We will have to agree to disagree. We will likely not come to agreement in any of this discussion as we have diffent methods of studying the Bible which generally produce different understanding. I take one Scripture at at time, within its immediate context, and study to understand that group of context alone before moving on. You're more of a shotgun approach throwing a whole bunch of Scripture out all at once to try to deal with. You keep using scripture to prove points. I want to study scripture to learn more and understand better where I lack understanding. We are just too far apart to continue this discussion.It's not a separate event according to Paul.
Paul links the two events in both letters to the Thessalonians.
Matthew 24/Mark 13/Luke 21 is also not to "unbelieving Jews/Israel" as many pretribulationists teach.
It is a private discourse to His disciples, Mark 13 specifies 4 of them. It says that it was private. No Pharisees present.

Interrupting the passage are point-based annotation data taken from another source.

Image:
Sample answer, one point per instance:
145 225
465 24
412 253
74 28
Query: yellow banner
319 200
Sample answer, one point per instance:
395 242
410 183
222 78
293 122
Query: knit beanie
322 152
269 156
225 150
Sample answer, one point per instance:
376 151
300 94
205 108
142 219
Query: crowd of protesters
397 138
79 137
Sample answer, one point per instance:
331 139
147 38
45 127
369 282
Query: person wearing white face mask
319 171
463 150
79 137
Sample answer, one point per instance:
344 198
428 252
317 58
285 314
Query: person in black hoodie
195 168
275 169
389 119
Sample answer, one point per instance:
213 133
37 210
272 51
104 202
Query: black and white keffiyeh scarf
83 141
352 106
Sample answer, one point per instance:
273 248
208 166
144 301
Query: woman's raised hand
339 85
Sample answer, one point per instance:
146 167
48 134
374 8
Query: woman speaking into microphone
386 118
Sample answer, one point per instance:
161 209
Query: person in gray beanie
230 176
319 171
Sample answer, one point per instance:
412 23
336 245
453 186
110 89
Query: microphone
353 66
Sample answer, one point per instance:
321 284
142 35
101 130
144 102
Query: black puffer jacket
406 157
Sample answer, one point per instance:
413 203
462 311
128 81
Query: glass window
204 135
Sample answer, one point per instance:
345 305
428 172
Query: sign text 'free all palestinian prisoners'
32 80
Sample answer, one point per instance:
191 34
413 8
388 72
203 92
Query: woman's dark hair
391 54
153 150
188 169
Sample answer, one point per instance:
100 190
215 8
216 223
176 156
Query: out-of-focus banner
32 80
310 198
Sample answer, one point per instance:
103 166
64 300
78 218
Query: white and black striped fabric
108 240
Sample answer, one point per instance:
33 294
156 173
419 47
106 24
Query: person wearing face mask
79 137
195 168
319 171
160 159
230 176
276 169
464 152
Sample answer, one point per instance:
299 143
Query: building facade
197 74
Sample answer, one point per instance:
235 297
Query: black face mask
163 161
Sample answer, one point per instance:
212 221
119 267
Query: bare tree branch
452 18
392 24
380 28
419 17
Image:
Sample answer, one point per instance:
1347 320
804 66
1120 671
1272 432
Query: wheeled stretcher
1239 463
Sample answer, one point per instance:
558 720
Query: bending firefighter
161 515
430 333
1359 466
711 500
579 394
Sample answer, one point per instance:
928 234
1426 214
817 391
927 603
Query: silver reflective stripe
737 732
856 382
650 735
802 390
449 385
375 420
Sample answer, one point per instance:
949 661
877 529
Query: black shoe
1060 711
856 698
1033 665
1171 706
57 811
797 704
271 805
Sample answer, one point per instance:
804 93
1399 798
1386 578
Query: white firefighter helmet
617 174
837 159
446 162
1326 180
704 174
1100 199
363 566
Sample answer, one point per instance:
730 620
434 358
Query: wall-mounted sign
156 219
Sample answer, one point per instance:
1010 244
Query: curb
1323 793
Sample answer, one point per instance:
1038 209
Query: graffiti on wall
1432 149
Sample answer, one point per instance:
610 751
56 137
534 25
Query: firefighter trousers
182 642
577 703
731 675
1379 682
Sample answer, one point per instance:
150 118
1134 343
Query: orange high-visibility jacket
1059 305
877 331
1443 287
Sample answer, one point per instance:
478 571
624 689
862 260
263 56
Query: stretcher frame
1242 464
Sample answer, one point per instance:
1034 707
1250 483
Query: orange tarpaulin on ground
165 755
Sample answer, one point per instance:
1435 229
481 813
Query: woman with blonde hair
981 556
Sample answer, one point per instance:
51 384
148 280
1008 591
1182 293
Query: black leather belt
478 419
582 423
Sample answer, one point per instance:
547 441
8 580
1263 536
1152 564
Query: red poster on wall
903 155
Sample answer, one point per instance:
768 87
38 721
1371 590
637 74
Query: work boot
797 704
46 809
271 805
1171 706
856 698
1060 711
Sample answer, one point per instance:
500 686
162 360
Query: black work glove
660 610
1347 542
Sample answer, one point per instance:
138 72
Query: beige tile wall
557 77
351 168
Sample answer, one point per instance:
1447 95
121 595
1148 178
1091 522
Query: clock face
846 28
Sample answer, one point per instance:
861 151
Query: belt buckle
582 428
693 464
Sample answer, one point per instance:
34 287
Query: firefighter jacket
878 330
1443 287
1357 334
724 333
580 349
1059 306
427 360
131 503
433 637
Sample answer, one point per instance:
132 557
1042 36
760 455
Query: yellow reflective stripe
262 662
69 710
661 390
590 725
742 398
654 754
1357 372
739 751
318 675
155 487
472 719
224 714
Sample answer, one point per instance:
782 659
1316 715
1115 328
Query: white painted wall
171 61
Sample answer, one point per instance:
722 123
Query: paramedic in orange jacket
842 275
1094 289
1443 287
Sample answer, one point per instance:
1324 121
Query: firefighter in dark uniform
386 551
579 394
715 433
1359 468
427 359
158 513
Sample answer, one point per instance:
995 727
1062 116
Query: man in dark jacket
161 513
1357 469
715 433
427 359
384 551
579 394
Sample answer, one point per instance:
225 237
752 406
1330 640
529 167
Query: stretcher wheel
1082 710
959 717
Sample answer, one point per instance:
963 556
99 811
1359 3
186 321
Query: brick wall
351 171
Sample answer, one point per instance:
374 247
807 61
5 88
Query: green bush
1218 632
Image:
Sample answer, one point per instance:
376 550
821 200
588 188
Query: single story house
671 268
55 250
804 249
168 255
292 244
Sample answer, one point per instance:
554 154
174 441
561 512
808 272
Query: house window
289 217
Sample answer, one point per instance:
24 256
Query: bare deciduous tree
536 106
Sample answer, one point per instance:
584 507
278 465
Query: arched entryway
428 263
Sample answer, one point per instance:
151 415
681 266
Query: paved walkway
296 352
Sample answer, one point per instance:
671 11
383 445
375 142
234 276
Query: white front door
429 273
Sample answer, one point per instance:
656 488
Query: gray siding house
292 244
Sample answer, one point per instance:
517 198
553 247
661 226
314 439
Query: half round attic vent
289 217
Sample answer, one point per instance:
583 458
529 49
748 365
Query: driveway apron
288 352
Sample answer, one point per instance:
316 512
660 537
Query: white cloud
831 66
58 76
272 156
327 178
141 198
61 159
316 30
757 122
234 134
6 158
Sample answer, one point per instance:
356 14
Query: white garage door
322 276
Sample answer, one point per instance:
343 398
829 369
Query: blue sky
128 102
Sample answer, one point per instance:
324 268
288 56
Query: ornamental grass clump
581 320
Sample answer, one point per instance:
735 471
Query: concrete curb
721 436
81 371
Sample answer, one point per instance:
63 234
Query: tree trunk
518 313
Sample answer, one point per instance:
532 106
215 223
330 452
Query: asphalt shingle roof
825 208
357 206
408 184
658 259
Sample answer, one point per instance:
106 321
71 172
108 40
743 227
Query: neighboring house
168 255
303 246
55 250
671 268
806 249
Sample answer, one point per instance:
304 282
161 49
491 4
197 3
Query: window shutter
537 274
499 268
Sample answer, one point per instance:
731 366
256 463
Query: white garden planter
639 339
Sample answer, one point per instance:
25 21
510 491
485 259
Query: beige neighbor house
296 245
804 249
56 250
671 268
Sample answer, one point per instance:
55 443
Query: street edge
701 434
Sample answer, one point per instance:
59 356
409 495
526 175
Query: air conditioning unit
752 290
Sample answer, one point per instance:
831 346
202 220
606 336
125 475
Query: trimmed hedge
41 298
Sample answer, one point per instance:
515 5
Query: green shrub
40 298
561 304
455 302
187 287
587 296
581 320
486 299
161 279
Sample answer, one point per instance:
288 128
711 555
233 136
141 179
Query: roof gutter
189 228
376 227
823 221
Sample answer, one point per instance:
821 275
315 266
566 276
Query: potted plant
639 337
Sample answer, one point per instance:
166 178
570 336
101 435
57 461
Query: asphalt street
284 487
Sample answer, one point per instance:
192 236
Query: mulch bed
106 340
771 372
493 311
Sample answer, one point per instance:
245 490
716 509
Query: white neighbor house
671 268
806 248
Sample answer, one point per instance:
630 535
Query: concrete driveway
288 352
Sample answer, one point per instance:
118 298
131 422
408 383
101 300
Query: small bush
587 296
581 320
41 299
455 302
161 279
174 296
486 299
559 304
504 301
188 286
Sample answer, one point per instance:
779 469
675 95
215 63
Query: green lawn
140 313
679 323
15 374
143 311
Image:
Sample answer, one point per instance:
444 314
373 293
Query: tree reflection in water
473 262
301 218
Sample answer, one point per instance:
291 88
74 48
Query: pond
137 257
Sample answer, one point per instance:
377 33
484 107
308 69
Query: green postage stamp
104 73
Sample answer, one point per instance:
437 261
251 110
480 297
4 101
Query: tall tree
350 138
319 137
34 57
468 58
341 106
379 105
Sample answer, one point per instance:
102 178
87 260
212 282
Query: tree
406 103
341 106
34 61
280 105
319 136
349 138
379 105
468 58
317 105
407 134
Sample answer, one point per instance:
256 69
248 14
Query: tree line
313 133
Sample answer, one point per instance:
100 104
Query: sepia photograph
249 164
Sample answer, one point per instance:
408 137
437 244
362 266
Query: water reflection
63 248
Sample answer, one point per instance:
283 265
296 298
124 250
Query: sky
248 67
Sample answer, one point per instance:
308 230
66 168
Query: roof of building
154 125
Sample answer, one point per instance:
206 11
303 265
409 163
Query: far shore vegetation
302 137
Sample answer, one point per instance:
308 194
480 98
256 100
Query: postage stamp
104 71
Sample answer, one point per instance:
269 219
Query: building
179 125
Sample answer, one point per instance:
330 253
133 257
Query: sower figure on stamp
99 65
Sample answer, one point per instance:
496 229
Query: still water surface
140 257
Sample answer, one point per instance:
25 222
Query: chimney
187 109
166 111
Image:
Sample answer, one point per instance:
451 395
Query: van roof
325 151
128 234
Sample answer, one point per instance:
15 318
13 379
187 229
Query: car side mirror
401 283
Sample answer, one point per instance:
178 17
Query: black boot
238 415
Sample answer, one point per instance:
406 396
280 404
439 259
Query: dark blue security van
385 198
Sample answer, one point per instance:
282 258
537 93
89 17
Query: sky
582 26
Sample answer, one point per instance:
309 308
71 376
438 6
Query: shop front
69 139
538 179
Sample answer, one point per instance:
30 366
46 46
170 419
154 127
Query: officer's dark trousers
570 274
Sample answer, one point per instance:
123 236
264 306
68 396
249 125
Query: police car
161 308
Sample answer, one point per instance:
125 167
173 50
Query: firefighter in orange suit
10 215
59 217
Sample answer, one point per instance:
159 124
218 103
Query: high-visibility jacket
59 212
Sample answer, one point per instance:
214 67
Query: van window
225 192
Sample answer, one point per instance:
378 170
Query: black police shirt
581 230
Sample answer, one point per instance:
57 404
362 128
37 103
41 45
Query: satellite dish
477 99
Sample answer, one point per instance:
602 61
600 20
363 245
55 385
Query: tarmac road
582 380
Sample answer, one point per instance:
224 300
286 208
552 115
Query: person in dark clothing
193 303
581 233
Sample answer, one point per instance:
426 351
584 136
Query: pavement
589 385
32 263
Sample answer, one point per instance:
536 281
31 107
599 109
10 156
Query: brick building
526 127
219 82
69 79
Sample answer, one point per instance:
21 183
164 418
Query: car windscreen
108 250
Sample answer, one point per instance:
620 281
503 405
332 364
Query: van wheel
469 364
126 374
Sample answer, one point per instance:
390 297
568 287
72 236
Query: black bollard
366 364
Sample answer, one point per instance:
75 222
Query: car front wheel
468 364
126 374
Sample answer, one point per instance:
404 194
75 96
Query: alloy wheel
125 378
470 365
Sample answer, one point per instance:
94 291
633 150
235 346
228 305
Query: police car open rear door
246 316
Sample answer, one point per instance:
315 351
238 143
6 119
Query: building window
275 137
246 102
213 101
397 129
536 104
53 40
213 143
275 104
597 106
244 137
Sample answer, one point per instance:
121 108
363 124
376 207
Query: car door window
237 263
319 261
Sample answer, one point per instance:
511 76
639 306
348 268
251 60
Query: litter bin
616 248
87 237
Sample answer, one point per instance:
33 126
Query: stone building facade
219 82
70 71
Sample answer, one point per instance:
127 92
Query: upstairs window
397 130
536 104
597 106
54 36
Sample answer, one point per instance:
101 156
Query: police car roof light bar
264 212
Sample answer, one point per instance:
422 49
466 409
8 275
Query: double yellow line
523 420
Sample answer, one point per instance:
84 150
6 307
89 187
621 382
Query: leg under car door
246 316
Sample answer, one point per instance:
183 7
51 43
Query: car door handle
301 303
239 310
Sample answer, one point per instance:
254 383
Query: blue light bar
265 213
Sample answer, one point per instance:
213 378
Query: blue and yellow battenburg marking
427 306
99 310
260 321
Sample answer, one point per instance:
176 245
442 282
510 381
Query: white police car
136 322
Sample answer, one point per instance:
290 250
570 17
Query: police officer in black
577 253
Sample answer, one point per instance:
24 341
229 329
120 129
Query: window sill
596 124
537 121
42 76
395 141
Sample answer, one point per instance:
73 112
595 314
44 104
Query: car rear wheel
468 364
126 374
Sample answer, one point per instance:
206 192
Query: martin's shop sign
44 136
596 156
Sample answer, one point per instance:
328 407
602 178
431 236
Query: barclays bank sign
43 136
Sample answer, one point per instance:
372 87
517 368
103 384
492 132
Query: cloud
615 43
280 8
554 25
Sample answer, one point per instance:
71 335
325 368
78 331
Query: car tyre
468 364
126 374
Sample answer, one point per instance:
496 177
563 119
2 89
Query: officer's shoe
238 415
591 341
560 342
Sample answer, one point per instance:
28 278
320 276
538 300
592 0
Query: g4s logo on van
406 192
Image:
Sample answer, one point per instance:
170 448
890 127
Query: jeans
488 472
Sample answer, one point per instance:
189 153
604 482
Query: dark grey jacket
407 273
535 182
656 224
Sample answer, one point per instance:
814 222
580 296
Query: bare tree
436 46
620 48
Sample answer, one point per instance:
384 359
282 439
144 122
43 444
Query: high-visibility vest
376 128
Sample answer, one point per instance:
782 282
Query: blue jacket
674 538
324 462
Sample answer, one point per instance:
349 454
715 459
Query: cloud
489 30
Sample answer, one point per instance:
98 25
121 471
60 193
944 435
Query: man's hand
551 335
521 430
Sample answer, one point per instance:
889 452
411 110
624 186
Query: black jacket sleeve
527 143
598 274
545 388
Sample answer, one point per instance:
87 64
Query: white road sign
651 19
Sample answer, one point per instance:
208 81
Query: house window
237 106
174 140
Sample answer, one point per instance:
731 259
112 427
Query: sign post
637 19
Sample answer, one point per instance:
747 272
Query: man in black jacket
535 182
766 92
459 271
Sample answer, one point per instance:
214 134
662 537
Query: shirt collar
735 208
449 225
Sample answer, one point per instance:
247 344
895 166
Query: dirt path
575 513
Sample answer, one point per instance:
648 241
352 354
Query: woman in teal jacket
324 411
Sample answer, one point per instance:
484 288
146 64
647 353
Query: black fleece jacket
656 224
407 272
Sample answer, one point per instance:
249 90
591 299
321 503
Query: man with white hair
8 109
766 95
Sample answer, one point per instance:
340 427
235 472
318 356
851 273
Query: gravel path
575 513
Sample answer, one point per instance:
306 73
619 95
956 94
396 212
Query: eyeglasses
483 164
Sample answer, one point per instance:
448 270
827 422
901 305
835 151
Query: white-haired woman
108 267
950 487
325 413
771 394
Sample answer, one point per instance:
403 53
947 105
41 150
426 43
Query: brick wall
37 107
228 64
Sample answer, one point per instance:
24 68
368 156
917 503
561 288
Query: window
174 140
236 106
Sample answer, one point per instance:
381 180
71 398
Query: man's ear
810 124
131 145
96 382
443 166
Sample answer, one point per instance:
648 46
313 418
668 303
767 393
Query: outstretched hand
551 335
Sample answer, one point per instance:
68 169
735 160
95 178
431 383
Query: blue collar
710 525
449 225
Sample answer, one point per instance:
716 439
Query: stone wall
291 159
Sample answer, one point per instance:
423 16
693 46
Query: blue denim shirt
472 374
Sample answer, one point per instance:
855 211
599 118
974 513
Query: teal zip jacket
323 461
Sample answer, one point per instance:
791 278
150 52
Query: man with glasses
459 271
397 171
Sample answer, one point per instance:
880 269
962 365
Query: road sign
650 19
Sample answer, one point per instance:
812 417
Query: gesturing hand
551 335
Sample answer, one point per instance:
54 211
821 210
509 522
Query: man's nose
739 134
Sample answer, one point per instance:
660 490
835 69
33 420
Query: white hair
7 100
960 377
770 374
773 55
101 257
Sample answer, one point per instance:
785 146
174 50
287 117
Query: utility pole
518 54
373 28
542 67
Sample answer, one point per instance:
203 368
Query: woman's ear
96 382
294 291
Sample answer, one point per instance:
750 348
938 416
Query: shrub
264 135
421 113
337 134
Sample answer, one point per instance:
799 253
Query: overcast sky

The last thing He addressed to the pharisees is that they wouldn't see Him come to the temple again until they said blessed is He who comes in the name of the Lord. Matthew 23:39.
These 4 were BELIEVERS in Jesus, they were saved, and went on to plant Churches. They were Church fathers, and Jesus included them in statements like Matthew 24:15 when YE therefore shall see the Abomination of Desolation...
So who's the elect Jesus is gathering?
The saved
when does it happen? After the Abomination of Desolation.
Paul agrees with the Olivet Discourse.
does believing it happens after the Abomination of Desolation violate knowing a day or hour? No. both Jesus and Paul taught that nobody would know, and it'd be like a thief in the night. Which to reconcile this means it takes place at an unknown time after the abomination of desolation, but not any particular day... but it has a 3.5 year window, to reconcile with Daniel and Revelation.
Funnily enough, one of the biggest claims from pretribulationists is that only Paul taught the doctrine of the rapture and it was an unknown mystery prior to 1 Corinthians. Oh they'll use John 14 in their proofs but then immediately turn around and say that it was exclusive to Paul if you actually use the other Gospels to show them wrong.
Here I'm using Paul specifically because people put extra weight on Paul's writings for some of these doctrines to show that Paul does not agree with their position.
I'll throw in a Bonus. Titus 2
A lot of pretribulationists will claim the blessed hope is a pretribulation rapture.
But here Paul ties it to the second coming of Christ... again.
Nowhere does Paul ever teach it as separate.
Neither did Jesus
and Neither does John in Revelation. Revelation 14 is the closest match to 1 Thessalonians 4 and Matthew 24, but Revelation 6:12-17 also matches but without the harvesting details of Revelation 14, and it's not as explicit that Jesus is in the clouds then. I still interpet them as the same event, because of other details such as the sun and moon going dark and the tribes of the earth wailing in Revelation 6.
But Revelation 14, features Jesus on the clouds, the shouting archangels, the first reaping is not put through the wrath of God (which is importantly, done by Jesus), and the second reaping done by the angel is put through the wrath of God. Revelation 15 which follows, has saints in heaven singing, having overcome the mark of the beast. Just as Revelation 7 following Revelation 6, has saints in heaven holding objects in their hands (like they have a body), praising God having overcome great tribulation.
In both cases.. Jesus came first, then the saints were in heaven. Meaning the rapture was connected with the second coming, not a separate event.
In any case, none of them taught a SEPARATE rapture that was different from the second coming.